To Eustace the interruption meant much less. So long as he had Winifred he could not feel that any of his dreams hung altogether in tatters. Sometimes, it is true, he contemplated the penny toys, and had a moment of quaint, not unpleasant regret, half forming the thought, Why do we ever trouble ourselves to prepare happiness for others, when happiness is a word of a thousand meanings? As often as not, to do so is to set a dinner of many courses and many wines before an unknown guest, who proves to be vegetarian and teetotaler, after all.
“What shall I do with the toys?” he asked Winifred one day.
“The toys? Oh, give them to a children’s hospital,” she said, and her voice had a harsh note in it.
“No,” he answered, after a moment’s reflection; “I’ll keep them and play with them myself; you know I love toys.”
And on the following Sunday, when many callers came to Deanery Street, they found him in the drawing-room, playing with a Noah’s ark. Red, green, violet, and azure elephants, antelopes, zebras, and pigs processed along the carpet, guided by an orange-coloured Noah in a purple top-hat, and a perfect parterre of sons and wives. The fixed anxiety of their painted faces suggested that they were in apprehension of the flood, but their rigid attitudes implied trust in the Unseen.
Winifred’s face that day seemed changed to those who knew her best. To one man, a soldier who had admired her greatly before her marriage, and\who had seen no reason to change his opinion of her since, she was more cordial than usual, and he went away curiously meditating on the mystery of women.
“What has happened to Mrs. Lane?” he thought to himself as he walked down Park Lane. “That last look of hers at me, when I was by the door, going, was—yes, I’ll swear it—Regent Street. And yet Winnie Lane is the purest—I’m hanged if I can make out women! Anyhow, I’ll go there again. People say she and that fantastic ass she’s married are devoted. H’m!” He went to Pall Mall, and sat staring at nothing in his Club till seven, deep in the mystery of the female sex.

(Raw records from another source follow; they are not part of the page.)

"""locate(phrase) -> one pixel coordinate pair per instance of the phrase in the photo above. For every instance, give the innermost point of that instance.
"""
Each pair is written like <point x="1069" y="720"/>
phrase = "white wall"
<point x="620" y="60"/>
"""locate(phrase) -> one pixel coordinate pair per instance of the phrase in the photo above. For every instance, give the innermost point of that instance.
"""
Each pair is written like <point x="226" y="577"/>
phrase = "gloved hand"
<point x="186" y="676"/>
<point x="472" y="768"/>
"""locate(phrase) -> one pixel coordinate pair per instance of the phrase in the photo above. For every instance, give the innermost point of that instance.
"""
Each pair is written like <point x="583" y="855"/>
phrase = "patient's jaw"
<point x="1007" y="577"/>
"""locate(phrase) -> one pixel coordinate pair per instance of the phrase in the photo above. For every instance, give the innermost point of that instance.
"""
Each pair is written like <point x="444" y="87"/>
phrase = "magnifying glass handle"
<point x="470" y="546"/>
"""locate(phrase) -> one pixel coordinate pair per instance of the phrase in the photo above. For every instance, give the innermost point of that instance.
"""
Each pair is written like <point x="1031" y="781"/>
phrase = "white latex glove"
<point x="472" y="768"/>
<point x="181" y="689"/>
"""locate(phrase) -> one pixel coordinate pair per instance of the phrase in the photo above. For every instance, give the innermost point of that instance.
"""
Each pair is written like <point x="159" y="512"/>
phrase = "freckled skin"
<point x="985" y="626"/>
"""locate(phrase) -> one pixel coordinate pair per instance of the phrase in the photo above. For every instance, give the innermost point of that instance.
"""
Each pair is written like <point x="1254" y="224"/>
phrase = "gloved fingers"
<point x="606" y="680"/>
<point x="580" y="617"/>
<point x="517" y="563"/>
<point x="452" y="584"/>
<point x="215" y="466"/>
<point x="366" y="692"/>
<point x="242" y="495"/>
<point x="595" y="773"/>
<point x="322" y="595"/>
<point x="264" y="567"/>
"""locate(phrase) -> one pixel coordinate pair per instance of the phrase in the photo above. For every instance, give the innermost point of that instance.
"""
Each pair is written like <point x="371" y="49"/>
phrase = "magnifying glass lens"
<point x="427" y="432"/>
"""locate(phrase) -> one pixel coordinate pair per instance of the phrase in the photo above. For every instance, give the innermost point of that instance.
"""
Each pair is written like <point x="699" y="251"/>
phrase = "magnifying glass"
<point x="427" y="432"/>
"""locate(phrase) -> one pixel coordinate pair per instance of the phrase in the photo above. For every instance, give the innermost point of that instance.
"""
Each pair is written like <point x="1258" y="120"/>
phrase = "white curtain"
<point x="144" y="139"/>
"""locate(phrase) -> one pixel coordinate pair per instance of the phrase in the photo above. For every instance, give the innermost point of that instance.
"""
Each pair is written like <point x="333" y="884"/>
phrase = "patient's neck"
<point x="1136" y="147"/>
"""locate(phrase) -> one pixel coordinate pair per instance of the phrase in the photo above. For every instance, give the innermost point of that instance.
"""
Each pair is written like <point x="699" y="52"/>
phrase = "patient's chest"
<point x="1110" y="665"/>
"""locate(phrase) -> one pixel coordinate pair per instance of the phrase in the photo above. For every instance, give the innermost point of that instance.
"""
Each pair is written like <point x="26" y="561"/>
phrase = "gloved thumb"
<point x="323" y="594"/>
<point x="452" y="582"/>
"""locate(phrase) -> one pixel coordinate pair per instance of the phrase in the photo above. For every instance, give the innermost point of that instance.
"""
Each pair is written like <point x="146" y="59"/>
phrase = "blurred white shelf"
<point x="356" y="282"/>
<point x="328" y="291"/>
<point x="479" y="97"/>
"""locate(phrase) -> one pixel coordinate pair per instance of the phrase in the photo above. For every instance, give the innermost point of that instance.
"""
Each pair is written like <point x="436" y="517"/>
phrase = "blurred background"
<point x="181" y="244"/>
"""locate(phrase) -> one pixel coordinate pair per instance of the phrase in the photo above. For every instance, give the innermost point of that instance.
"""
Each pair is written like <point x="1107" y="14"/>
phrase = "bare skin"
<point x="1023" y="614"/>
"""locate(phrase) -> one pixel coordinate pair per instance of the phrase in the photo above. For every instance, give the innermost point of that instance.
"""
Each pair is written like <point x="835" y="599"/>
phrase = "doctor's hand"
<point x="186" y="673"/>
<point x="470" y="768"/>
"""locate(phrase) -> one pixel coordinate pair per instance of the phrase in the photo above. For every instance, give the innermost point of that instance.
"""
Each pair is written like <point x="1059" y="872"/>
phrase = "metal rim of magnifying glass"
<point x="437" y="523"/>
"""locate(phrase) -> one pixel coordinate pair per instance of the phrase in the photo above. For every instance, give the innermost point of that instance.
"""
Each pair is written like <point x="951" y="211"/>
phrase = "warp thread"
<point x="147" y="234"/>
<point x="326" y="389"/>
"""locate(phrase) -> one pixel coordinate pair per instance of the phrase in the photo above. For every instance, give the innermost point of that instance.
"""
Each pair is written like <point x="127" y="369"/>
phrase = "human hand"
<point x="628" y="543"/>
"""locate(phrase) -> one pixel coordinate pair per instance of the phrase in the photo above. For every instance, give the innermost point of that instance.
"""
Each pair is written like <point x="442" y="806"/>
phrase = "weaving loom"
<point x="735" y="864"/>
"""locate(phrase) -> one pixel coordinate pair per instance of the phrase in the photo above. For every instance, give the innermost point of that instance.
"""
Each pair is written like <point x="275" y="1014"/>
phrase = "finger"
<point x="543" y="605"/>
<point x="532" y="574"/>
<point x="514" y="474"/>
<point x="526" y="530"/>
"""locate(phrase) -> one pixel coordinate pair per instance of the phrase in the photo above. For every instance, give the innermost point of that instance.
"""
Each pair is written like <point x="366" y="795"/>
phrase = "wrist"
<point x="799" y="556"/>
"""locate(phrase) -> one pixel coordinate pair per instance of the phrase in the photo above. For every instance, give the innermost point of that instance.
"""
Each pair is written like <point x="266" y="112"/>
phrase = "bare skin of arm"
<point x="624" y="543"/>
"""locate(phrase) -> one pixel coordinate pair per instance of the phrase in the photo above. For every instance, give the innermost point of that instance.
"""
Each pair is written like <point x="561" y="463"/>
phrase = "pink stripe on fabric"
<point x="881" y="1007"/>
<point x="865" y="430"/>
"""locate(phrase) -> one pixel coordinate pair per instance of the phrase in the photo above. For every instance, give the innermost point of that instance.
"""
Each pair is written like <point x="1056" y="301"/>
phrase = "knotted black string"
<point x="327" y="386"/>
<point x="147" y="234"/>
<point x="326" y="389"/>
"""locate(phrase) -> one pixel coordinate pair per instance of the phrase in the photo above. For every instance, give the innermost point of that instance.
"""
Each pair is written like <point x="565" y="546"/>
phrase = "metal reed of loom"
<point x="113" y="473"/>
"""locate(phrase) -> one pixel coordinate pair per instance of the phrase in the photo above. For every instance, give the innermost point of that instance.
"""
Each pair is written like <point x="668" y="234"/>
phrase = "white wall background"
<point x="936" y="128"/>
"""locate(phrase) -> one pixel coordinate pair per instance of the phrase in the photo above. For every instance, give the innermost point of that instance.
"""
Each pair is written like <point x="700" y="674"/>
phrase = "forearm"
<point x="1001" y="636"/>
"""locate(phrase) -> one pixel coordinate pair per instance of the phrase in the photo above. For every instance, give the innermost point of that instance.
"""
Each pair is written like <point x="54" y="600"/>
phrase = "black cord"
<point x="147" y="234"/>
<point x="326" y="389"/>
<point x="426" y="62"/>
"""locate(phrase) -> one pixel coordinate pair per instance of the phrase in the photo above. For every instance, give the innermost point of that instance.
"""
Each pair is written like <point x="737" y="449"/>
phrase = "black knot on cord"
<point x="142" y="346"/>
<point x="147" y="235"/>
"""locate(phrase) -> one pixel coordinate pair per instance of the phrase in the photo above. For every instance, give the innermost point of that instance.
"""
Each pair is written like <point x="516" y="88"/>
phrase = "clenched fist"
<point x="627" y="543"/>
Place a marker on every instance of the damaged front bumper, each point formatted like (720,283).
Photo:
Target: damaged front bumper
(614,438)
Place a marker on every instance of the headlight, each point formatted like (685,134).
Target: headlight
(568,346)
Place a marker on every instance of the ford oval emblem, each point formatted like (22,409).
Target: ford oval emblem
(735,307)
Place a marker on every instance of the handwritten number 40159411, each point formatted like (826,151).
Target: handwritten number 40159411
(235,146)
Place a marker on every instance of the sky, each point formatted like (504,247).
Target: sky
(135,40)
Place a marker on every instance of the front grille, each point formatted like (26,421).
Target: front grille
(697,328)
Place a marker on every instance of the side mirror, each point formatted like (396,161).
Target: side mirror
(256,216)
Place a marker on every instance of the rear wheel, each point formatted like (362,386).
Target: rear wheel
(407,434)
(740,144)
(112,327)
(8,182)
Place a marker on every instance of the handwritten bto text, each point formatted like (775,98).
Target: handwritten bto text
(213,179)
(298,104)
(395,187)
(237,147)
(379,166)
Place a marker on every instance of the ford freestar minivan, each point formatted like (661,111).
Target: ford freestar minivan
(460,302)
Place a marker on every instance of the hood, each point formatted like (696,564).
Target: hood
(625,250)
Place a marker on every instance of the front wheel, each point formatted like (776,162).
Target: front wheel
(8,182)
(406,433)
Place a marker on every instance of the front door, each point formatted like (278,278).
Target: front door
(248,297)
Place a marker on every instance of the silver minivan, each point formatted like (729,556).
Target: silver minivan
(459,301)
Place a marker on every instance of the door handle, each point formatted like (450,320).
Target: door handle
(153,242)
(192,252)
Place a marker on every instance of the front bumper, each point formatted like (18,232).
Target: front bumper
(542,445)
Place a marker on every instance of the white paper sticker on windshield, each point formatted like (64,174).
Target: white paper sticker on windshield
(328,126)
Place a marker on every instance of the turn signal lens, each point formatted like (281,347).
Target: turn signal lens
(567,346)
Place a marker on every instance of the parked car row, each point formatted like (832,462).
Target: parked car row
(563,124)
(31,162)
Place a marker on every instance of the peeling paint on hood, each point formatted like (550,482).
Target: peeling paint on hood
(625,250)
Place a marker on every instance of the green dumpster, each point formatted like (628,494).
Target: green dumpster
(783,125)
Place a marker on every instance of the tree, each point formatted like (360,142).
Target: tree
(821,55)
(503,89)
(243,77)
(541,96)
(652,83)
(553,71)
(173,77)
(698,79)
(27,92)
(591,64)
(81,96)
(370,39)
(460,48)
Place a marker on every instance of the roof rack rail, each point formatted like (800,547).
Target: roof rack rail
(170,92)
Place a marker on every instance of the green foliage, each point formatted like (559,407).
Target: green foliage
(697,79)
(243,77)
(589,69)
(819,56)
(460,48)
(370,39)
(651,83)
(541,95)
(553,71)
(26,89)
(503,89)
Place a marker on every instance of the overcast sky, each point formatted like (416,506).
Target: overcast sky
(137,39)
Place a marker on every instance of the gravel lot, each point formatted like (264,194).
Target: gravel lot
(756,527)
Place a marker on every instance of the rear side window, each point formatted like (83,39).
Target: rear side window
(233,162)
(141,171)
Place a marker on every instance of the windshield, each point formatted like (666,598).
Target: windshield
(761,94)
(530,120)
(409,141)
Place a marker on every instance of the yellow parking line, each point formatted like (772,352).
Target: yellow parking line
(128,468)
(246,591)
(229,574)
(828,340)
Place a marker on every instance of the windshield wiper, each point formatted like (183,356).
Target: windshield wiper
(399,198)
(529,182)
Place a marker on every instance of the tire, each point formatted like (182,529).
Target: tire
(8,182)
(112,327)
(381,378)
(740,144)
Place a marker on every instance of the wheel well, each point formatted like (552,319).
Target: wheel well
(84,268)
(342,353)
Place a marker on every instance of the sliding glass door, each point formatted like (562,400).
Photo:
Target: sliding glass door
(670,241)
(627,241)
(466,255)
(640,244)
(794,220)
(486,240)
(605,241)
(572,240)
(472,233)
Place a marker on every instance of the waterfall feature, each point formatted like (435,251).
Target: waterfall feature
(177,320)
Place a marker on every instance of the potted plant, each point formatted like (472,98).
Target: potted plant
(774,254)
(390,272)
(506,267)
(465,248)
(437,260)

And he went again to Deanery Street to see whether the vision of Regent Street was deceptive, and came away wondering and hoping. From this time the vagaries of Eustace Lane became more incessant, more flamboyant, than ever, and Mrs. Lane was perpetually in society. If it would not have been true to say, conventionally, that no party was complete without her, yet it certainly seemed, from this time, that she was incomplete without a party. She was the starving wolf after the sledge in which sat the gay world. If the sledge escaped her, she was left to face darkness, snow, wintry winds, loneliness. In London do we not often hear the dismal howling of the wolves, suggesting steppes of the heart frigid as Siberia?
Eustace grew uneasy, for Winifred seemed eluding him in this maze of entertainments. He could not impress the personality of his mask upon her vitally when she moved perpetually in the pantomime processions of society, surrounded by grotesques, mimes, dancers, and deformities.
“We are scarcely ever alone, Winnie,” he said to her one day.